Second, Apple argues that the existence proof of such a construct would make it impossible for them to resist the same request from other governments, where the intent might be less benign. This is an interesting argument. On the one hand, if they can build it now, they can build it then, and nobody’s claiming that the required construct is impossible. On the other hand, there’s no question that being able to do something in the abstract is psychologically quite different from having done it.

But it does seem as if Apple is using its refusal as a marketing tool for its high-mindedness and pro-privacy stance. Public opinion might have an effect if only the public could work out what the issues are — but the media have such a tenuous grasp that every story I saw today guaranteed greater levels of confusion.

Cybersecurity training — the contrasts

I think there must be wide agreement that skills in the cybersecurity domain are highly valuable in the 21st century, but also in extremely short supply.

It’s interesting to compare the number of graduate-level programs focused on cybersecurity in the U.S. and in Canada. A quick search in the U.S. finds that more than 30 colleges (probably a lot more) offer at least a Master’s degree specialising in cybersecurity. There are also at least a handful in the U.K..

The identical search in Canada finds exactly zero such programs (there is one, but it’s not open to civilians). In fact, there are almost no graduate programs in Canada that offer even a single course in cybersecurity.

Country                    Population                Number of programs

U.S.                        319,000,000                      30+

Canada                     30,000,000                        0

U.K.                         64,000,000                        6+

Australia                   23,000,000                       3+

New Zealand              4,000,000                        2+

Part of the problem is structural. The Canadian federal government has the greatest interest in a well-trained cybersecurity pool (to supply the Communications Security Establishment Canada and to provide a path to hardening infrastructure, finance, and high-tech businesses). But Canadian universities are provincially funded, and the provinces don’t have much interest in cybersecurity.

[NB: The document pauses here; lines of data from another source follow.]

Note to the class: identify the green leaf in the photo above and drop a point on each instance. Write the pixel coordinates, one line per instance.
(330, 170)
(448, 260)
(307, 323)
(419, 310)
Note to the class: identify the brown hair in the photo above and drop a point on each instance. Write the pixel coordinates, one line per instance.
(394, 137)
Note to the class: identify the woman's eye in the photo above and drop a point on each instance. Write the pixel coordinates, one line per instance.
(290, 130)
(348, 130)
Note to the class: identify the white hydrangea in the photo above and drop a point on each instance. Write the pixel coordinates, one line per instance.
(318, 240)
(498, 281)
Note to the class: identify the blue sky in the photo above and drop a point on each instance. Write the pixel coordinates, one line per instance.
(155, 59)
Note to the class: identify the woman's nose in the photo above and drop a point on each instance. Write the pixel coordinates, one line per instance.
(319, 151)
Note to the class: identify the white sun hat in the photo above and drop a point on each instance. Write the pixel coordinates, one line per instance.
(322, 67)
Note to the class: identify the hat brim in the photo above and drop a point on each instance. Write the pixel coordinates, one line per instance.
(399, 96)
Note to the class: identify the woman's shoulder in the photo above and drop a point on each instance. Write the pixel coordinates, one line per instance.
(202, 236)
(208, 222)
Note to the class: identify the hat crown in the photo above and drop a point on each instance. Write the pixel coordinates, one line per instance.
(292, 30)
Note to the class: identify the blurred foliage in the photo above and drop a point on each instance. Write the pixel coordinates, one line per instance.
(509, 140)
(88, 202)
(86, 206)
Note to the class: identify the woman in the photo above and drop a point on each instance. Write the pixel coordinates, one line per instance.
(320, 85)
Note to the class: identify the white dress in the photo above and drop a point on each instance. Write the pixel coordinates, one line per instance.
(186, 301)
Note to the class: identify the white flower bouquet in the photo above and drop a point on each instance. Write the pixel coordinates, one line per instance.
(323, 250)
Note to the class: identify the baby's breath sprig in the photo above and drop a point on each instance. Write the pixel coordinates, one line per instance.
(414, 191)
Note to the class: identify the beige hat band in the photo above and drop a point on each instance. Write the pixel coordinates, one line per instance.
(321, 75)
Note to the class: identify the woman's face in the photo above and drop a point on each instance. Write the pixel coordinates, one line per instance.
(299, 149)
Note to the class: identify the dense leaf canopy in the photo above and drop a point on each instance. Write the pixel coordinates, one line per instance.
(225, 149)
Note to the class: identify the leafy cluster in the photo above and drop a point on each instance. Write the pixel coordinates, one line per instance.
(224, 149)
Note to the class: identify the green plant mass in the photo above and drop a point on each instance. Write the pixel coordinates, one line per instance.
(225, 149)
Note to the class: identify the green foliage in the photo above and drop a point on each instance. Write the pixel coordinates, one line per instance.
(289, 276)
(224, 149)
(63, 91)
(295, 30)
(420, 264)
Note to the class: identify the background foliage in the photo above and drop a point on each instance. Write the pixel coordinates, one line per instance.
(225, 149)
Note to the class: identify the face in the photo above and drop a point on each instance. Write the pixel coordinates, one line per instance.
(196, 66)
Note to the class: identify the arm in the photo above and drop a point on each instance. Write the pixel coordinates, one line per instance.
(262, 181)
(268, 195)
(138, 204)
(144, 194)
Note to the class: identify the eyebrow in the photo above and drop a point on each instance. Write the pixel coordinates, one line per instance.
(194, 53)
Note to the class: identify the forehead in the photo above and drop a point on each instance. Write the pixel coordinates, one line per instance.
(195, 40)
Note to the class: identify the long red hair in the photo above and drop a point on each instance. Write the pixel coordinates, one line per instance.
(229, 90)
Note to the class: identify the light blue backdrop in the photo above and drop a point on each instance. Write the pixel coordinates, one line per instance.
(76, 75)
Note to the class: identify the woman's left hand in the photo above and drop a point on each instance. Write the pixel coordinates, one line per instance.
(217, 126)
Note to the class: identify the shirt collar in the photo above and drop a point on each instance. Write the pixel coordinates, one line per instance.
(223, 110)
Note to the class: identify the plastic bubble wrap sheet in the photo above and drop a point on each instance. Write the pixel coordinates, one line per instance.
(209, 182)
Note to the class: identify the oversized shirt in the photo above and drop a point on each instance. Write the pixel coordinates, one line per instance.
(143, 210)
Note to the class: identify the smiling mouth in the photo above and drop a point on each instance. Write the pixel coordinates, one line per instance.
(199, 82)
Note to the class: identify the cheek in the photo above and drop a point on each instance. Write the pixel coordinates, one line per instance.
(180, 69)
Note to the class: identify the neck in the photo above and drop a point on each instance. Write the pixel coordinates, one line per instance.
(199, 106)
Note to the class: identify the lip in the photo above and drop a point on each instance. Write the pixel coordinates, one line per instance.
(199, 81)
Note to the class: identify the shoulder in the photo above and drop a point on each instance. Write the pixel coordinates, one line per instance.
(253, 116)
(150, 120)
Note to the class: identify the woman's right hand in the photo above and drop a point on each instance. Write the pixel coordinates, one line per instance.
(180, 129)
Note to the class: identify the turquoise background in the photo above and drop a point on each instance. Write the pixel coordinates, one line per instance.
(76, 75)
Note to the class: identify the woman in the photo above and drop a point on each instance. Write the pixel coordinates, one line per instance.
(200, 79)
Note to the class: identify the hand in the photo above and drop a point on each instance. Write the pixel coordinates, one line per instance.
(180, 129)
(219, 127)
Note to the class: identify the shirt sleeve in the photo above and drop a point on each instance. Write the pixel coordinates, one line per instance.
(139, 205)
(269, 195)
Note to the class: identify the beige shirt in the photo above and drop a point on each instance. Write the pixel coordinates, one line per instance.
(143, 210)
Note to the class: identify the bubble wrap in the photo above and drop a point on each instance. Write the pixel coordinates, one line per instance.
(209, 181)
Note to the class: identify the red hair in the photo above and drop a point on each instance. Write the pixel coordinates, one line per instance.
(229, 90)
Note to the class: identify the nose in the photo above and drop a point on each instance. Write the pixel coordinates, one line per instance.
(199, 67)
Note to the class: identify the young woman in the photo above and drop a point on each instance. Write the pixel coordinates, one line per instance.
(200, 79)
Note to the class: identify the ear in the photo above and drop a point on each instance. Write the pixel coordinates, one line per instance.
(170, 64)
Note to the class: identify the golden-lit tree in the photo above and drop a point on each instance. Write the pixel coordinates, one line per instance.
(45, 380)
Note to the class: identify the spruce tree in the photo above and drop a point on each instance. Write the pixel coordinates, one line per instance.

The differences between the U.S. and Canada are stark, and make it clear that Canada is going to have a hard time pulling its weight in the Five Eyes collaboration. And it’s a difficult problem to solve because of the need to bootstrap: there aren’t enough faculty to teach and do research in cybersecurity, because there aren’t enough opportunities to learn how to.

Bridging airgaps for amateurs

I’ve pointed out before that air gapping (for example, keeping military networks physically separated from the internet) is a very weak mechanism in a world where most devices have microphones and speakers. Devices can communicate using audio, at frequencies humans in the room can’t hear; so that real air gapping requires keeping the two networks separated by distances or soundproofing good enough to prevent this kind of covert channel. The significance of this channel is underappreciated — it’s common even in secure environments to find internet-connected devices in the same room as secure devices.

The ante has been upped a bit by Google’s introduction of Tone, a Chrome add-on that communicates via the audio channel to allow sharing of URLs, in sort of the same way that Palm Pilots used to communicate using infrared. Adapting this app to communicate even more content is surely straightforward, so even amateurs will be able to use the audio channel. Quite apart from the threat to military and intelligence systems, there are many other nasty possibilities, including exfiltrating documents and infecting with malware that can exploit this new channel. And it doesn’t help that its use is invisible (inaudible).

The introduction of LiFi, which will bring many benefits, also introduces a similar side channel when most devices have a camera and a screen.

A world in which cybersecurity is conceived of as a mechanism of walls and gates is looking increasingly obsolete when the network is everywhere, and every gate has holes in it.